For the final track, "Life in a Glasshouse", Jonny Greenwood wrote to the jazz trumpeter Humphrey Lyttelton, explaining that Radiohead were "a bit stuck". Lyttelton agreed to perform on the song with his band after his daughter showed him Radiohead's 1997 album OK Computer. According to Lyttelton, Radiohead "didn't want it to sound like a slick studio production but a slightly exploratory thing of people playing as if they didn't have it all planned out in advance". The recording session lasted seven hours, and left Lyttelton exhausted. "I detected some sort of eye-rolling at the start of the session, as if to say we were miles apart," he said. "They went through quite a few nervous breakdowns during the course of it all, just through trying to explain to us all what they wanted."

==Music and lyrics==
Amnesiac was described as experimental rock, electronica and alternative rock, with elements of jazz.
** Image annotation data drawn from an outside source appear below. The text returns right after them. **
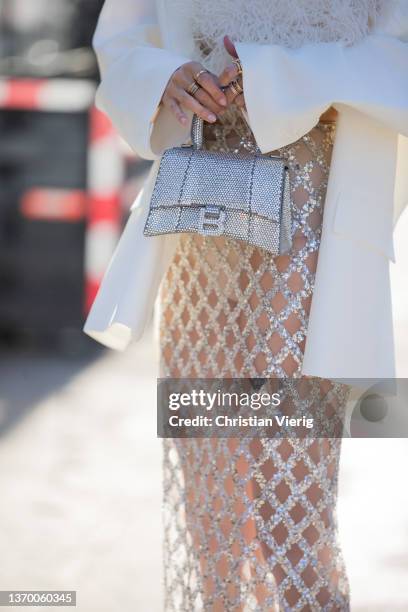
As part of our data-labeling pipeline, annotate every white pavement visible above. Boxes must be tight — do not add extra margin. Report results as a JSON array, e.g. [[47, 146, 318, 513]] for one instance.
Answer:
[[0, 212, 408, 612]]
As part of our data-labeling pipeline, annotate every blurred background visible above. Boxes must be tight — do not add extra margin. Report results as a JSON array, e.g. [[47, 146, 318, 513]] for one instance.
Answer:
[[0, 0, 408, 612]]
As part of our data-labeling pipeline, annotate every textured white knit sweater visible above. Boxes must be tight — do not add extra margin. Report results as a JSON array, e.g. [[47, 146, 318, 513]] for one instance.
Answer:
[[169, 0, 393, 72]]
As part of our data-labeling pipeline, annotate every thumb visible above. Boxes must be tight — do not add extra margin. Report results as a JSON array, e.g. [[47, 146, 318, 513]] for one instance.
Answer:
[[224, 36, 238, 57]]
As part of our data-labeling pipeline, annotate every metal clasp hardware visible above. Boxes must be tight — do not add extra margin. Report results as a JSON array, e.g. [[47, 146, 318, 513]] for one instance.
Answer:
[[198, 206, 225, 236]]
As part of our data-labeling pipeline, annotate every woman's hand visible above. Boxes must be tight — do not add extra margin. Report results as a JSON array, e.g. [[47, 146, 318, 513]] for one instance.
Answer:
[[219, 36, 246, 109], [161, 62, 228, 125]]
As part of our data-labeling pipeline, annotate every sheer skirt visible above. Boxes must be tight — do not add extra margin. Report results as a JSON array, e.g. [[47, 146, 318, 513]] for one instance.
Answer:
[[160, 108, 349, 612]]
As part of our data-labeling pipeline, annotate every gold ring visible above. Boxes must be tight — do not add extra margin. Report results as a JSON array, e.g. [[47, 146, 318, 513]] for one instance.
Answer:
[[187, 81, 200, 96], [230, 81, 244, 96], [232, 57, 242, 74], [193, 68, 208, 83]]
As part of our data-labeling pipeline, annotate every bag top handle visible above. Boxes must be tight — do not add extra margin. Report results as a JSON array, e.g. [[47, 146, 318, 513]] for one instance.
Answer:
[[191, 111, 262, 155]]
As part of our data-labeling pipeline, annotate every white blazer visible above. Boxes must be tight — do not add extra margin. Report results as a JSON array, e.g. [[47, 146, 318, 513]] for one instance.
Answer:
[[84, 0, 408, 379]]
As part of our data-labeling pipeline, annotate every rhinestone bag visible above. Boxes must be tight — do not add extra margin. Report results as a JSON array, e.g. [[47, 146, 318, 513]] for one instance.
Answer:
[[143, 115, 292, 255]]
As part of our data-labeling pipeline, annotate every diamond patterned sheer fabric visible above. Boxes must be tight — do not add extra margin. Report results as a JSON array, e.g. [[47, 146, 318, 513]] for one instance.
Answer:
[[160, 107, 349, 612]]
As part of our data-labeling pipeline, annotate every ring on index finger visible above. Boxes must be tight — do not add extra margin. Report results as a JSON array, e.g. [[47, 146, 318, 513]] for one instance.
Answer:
[[229, 81, 244, 96], [187, 81, 200, 96], [193, 68, 208, 83]]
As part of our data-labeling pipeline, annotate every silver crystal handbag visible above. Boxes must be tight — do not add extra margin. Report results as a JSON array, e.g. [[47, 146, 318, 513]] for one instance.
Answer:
[[143, 115, 292, 255]]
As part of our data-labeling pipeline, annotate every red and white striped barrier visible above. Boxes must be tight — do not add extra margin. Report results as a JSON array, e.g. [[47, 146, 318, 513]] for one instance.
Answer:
[[85, 107, 125, 312], [0, 78, 125, 315]]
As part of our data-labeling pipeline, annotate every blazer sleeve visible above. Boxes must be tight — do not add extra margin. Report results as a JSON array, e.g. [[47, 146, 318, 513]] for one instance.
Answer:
[[235, 9, 408, 153], [93, 0, 190, 159]]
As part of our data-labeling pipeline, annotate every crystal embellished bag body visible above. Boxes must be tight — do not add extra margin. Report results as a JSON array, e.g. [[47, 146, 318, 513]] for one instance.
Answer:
[[143, 115, 292, 255]]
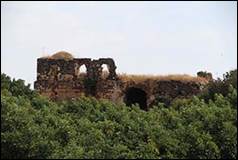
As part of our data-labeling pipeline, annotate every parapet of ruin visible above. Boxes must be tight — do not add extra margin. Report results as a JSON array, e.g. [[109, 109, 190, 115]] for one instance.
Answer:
[[34, 52, 209, 110]]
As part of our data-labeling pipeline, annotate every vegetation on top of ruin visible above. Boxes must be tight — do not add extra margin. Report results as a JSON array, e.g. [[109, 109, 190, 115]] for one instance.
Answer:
[[41, 51, 74, 60], [118, 73, 208, 84]]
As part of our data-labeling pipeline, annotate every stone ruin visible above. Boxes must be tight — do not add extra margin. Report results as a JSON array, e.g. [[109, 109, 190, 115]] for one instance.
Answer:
[[34, 52, 209, 110]]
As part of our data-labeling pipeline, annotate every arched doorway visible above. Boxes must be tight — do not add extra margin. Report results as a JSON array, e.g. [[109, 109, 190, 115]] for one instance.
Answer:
[[124, 87, 147, 110]]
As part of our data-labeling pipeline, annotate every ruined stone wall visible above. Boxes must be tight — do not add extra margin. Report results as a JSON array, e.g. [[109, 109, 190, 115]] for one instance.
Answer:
[[34, 58, 206, 107], [34, 58, 117, 100]]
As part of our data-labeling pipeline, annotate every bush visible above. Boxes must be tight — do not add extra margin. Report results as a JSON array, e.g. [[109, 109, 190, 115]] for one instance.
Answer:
[[1, 72, 237, 159]]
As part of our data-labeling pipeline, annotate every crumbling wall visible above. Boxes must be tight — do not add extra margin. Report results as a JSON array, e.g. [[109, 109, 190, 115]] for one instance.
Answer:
[[34, 58, 118, 100], [34, 58, 206, 107]]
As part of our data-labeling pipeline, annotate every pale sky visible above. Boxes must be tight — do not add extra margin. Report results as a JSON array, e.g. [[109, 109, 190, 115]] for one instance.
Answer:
[[1, 1, 237, 87]]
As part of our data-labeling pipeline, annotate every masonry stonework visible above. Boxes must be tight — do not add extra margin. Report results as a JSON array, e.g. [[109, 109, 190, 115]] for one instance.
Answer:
[[34, 52, 208, 110]]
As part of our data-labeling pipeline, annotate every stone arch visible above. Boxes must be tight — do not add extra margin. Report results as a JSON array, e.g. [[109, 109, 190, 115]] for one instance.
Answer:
[[74, 63, 88, 77], [124, 87, 148, 110], [101, 63, 110, 79], [97, 58, 117, 80]]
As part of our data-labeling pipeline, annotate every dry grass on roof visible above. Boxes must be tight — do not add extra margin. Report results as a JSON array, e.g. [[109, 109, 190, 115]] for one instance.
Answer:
[[118, 74, 208, 84]]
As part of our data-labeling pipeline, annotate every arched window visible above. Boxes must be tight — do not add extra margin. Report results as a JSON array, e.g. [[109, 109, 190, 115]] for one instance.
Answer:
[[75, 64, 87, 77], [101, 64, 109, 79]]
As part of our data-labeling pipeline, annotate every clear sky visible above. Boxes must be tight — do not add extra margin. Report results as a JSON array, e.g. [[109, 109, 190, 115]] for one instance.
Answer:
[[1, 1, 237, 88]]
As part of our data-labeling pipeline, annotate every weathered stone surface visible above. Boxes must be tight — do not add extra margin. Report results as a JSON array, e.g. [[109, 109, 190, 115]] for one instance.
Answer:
[[34, 54, 208, 109]]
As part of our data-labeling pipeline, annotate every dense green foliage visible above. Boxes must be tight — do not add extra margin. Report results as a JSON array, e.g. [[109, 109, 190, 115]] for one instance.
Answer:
[[1, 71, 237, 159]]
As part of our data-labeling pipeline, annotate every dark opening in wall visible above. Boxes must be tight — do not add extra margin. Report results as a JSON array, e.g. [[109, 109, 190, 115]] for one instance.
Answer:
[[124, 87, 147, 110], [75, 64, 87, 77], [101, 64, 109, 79]]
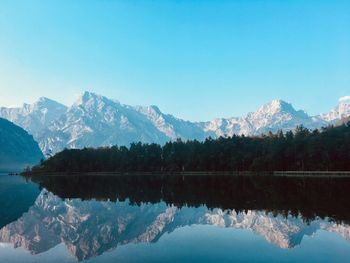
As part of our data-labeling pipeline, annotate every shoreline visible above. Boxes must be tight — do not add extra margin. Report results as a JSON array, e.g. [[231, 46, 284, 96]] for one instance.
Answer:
[[19, 171, 350, 178]]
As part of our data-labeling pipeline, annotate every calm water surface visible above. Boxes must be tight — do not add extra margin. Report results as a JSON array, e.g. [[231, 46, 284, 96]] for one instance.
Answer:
[[0, 174, 350, 262]]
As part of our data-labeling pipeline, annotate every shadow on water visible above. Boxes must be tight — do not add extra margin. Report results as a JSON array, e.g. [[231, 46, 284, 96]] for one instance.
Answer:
[[26, 175, 350, 223]]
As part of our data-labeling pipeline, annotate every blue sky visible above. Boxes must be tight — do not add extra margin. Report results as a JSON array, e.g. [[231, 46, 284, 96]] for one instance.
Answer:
[[0, 0, 350, 120]]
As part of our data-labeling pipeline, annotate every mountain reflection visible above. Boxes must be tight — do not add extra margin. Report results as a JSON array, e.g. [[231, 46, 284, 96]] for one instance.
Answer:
[[0, 176, 350, 260]]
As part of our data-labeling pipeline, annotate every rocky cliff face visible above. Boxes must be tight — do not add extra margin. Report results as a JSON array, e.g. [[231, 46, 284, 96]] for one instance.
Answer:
[[0, 92, 350, 155], [0, 190, 350, 260]]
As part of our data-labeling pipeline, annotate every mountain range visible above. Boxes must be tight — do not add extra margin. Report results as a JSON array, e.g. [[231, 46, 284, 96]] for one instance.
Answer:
[[0, 118, 44, 171], [0, 190, 350, 261], [0, 92, 350, 156]]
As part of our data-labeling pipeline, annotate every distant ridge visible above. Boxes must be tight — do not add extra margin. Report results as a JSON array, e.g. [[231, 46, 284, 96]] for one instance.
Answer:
[[0, 91, 350, 156], [0, 118, 44, 172]]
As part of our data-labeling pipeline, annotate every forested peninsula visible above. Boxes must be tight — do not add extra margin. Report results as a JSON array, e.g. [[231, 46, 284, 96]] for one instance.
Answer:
[[27, 123, 350, 173]]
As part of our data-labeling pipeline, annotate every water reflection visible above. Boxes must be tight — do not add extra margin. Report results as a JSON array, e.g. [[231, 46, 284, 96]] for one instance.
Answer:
[[0, 177, 350, 260]]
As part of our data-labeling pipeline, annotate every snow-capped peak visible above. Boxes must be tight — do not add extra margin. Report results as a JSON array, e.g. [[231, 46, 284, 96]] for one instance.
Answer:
[[319, 96, 350, 123], [339, 96, 350, 104]]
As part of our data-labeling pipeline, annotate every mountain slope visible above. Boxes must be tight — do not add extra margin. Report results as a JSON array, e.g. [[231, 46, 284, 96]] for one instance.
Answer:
[[135, 106, 207, 140], [319, 96, 350, 124], [0, 92, 350, 155], [201, 100, 327, 137], [38, 92, 168, 153], [0, 118, 43, 171]]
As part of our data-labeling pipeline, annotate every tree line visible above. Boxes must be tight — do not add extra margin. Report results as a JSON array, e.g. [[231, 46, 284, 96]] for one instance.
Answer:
[[32, 123, 350, 172]]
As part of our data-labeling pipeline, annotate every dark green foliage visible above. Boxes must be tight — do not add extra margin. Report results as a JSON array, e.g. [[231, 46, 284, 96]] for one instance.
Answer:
[[0, 118, 44, 171], [33, 124, 350, 172]]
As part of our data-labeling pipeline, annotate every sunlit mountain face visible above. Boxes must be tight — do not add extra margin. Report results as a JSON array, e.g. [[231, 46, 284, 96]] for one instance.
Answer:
[[0, 176, 350, 261]]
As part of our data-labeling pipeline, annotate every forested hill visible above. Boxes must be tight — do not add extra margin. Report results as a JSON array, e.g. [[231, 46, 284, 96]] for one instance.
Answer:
[[29, 123, 350, 175], [0, 118, 44, 171]]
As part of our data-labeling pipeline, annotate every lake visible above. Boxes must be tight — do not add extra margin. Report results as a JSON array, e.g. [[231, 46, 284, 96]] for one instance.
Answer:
[[0, 174, 350, 262]]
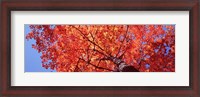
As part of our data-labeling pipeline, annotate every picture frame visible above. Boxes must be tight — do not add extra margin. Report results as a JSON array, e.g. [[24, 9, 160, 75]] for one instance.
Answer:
[[0, 0, 200, 97]]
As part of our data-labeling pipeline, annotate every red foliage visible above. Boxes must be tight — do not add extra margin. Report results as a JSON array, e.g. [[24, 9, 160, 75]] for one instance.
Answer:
[[26, 25, 175, 72]]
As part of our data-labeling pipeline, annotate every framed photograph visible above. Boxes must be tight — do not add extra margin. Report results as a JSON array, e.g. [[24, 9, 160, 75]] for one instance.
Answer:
[[0, 0, 200, 97]]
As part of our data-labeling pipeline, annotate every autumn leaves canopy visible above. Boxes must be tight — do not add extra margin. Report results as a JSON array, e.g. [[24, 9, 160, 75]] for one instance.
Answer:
[[26, 25, 175, 72]]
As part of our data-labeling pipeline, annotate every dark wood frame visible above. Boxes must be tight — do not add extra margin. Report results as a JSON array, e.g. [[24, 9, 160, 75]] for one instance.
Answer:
[[0, 0, 200, 97]]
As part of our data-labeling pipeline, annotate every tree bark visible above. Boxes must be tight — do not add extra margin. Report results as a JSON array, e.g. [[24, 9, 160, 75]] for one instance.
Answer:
[[111, 57, 139, 72]]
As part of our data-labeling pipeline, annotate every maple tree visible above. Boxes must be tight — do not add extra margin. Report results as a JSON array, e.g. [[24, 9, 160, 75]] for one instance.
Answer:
[[26, 25, 175, 72]]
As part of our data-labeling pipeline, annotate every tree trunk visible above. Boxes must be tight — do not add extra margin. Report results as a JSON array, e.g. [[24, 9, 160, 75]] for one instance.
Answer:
[[111, 57, 139, 72]]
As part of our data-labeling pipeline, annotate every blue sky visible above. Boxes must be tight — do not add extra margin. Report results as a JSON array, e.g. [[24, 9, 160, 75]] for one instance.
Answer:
[[24, 25, 54, 72]]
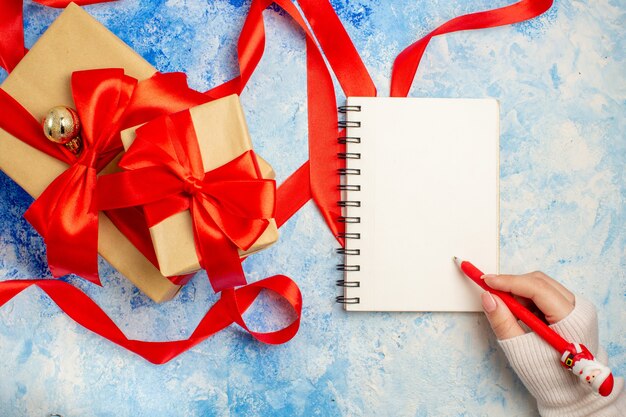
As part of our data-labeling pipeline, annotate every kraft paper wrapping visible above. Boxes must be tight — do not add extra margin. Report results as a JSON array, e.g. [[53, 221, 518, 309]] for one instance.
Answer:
[[121, 95, 278, 276], [0, 4, 180, 302]]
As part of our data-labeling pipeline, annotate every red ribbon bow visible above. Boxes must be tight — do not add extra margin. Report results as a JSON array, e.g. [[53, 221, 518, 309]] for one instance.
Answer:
[[97, 111, 276, 292], [0, 68, 211, 284]]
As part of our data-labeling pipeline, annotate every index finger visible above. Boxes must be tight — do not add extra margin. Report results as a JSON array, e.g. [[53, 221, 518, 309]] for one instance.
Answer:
[[485, 272, 574, 323]]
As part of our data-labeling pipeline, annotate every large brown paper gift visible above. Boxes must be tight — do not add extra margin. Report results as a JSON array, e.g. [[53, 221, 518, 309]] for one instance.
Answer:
[[0, 4, 180, 302], [121, 95, 278, 276]]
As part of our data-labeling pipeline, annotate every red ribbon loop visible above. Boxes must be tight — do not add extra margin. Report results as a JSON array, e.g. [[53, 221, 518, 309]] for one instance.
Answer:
[[97, 111, 276, 292], [0, 68, 211, 284], [0, 275, 302, 364]]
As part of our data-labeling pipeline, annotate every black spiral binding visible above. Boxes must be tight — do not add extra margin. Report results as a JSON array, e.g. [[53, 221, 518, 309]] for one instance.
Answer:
[[336, 106, 361, 304]]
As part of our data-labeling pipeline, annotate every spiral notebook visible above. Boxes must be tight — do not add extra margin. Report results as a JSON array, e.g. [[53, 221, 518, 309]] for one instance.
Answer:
[[337, 97, 499, 311]]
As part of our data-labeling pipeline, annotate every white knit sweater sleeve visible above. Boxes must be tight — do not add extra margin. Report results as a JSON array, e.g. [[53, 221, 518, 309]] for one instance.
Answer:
[[499, 296, 626, 417]]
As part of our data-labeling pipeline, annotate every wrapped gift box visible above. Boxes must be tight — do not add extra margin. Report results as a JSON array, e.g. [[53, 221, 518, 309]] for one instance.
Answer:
[[121, 95, 278, 276], [0, 4, 180, 302]]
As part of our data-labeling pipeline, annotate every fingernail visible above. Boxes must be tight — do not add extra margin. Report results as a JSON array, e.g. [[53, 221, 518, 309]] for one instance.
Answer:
[[480, 291, 498, 313]]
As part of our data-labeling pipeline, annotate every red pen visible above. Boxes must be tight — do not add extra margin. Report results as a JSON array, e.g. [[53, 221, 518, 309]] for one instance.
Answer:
[[454, 256, 613, 397]]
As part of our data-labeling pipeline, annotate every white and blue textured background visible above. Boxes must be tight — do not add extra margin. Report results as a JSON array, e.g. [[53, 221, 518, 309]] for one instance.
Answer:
[[0, 0, 626, 417]]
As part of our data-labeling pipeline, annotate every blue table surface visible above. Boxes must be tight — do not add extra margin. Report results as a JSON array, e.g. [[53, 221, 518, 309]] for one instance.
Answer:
[[0, 0, 626, 417]]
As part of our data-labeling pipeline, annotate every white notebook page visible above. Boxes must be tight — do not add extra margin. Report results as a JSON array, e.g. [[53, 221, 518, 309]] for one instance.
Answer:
[[344, 97, 499, 311]]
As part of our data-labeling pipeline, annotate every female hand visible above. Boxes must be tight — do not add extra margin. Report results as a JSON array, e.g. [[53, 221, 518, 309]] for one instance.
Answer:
[[481, 272, 575, 340]]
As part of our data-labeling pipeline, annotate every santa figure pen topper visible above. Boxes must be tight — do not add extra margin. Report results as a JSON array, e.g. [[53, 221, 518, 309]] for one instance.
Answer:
[[454, 256, 613, 397]]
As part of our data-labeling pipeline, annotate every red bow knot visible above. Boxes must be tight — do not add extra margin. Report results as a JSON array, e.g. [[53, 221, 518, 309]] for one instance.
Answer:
[[183, 175, 202, 197], [98, 111, 276, 292]]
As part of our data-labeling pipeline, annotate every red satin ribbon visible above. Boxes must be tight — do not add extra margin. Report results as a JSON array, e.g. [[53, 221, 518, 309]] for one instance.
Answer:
[[97, 111, 276, 292], [0, 275, 302, 364], [0, 0, 115, 72], [0, 69, 210, 284], [390, 0, 553, 97], [0, 0, 552, 363]]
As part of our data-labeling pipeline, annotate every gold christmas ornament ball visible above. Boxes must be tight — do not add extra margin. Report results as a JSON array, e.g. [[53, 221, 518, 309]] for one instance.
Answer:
[[41, 106, 80, 144]]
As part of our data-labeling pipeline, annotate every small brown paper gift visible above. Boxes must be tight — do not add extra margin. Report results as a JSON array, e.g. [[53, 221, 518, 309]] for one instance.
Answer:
[[121, 95, 278, 276], [0, 4, 180, 302]]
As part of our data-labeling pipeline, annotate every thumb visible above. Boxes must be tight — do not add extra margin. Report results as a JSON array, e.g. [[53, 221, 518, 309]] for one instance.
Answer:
[[480, 291, 525, 340]]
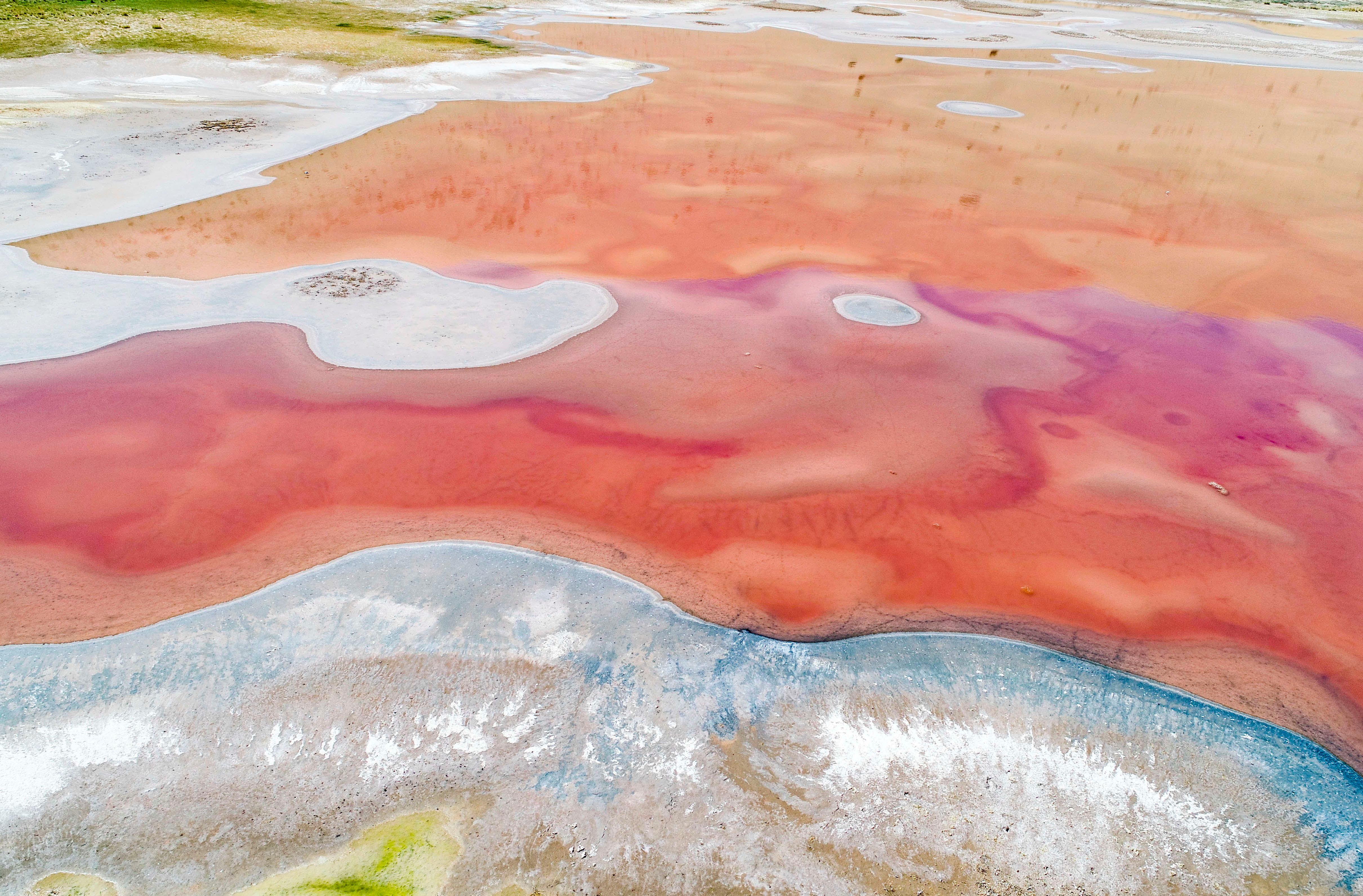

Simon Reynolds described it as post-rock. Colin Greenwood said it contained "traditional Radiohead-type songs" alongside more experimental work, and said that in both albums "the guitar becomes one more texture, difficult to separate from other textures". The Atlantic contrasted Amnesiac with "the surgical glint" of Kid A, with "swampy and foggy" arrangements and "uneasy" chords and rhythms. Uncut wrote that, whereas Kid A sounded futuristic, Amnesiac references music that predates rock, particularly the work of jazz musicians such as Miles Davis, Charlie Mingus and Chet Baker. In The Independent, Nick Hasted wrote that it "re-engaged with anger and activism" after the "glacial beauty" of Kid A.

The first track, "Packt Like Sardines in a Crushd Tin Box", is an electronic song with synthesisers and metallic percussion. "Pyramid Song", a swung ballad with piano and strings, was inspired by the Mingus song "Freedom". Its lyrics were inspired by an exhibition of ancient Egyptian underworld art Yorke attended while the band was recording in Copenhagen and ideas of cyclical time discussed by Stephen Hawking and Buddhism. "Pulk/Pull Revolving Doors" is an abrasive electronic track.

Yorke said "You and Whose Army?" was "about someone who is elected into power by people and who then blatantly betrays them – just like Blair did". The song builds slowly on piano, before reaching a climax in the final minute. According to O'Brien, "In the Radiohead of old, on OK Computer, that break would have lasted four minutes. We would have carried on 'Hey Jude'-style."

"I Might Be Wrong" combines a "venomous" guitar riff with a "trance-like metallic beat". Colin Greenwood's bassline was inspired by the Chic bassist Bernard Edwards. The lyrics were influenced by advice given to Yorke by his partner, Rachel Owen: "Be proud of what you've done. Don't look back and just carry on like nothing's happened. Just let the bad stuff go." "Knives Out", described as the most conventional song, features "drifting" guitar lines, "driving" percussion, a "wandering" bassline, "haunting" vocals and "eerie" lyrics.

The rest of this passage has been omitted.